Contexte antérieur et tensions commerciales
Une version préliminaire de la liste a été brièvement diffusée en février 2026. Le document a été retiré peu de temps après sans justification officielle. La mise à jour actuelle reprend plusieurs des désignations précédentes et étend le champ d’application à des secteurs stratégiques tels que les semi-conducteurs et les véhicules électriques.
Cette mesure intervient à un moment de négociations commerciales entre les deux plus grandes économies de la planète. Trump a invité Xi Jinping à se rendre à Washington en septembre. Les observateurs estiment que cette liste pourrait compliquer les efforts de détente.
Le Pentagone met périodiquement à jour la relation sur la base de la loi sur l’autorisation de la défense nationale de 2021. Cette désignation n’impose pas de sanctions directes au secteur privé, mais signale un risque pour les contrats du gouvernement américain.

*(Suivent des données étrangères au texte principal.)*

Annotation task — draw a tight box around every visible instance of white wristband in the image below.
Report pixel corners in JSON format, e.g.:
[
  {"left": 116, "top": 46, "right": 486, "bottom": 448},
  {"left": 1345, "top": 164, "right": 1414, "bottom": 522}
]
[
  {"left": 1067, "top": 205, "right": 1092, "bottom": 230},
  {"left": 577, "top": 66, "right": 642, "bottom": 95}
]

Impact potentiel sur les chaînes d’approvisionnement mondiales
Les entreprises américaines qui entretiennent des liens avec des sociétés cotées pourraient être contraintes de revoir leurs partenariats. Le comité de la Chambre a recommandé la prudence pour éviter les risques pour la sécurité nationale.
Les secteurs de la technologie, de l’automobile et des semi-conducteurs attirent l’attention. La Chine domine la production dans plusieurs de ces domaines. Toute escalade pourrait affecter les prix mondiaux des composants et des véhicules électriques.
Les experts en relations internationales suivent les développements. Jusqu’à présent, il n’existe aucune preuve de représailles commerciales immédiates de la part de Pékin, au-delà des protestations diplomatiques.
Historique des listes similaires
Le Pentagone entretient une relation similaire depuis 2021. Les mises à jour précédentes incluaient Huawei, DJI et d’autres sociétés. La stratégie vise à limiter le transfert de technologies sensibles vers l’Armée populaire de libération.
Les entreprises chinoises contestent régulièrement ces désignations. Ils soutiennent que les accusations manquent de preuves concrètes et portent atteinte aux activités commerciales légitimes. Des poursuites judiciaires contre des inclusions antérieures ont eu lieu dans des cas spécifiques.
La version actuelle renforce l’accent mis sur les entreprises de premier plan. L’inclusion d’Alibaba, BYD et Baidu augmente la visibilité du document.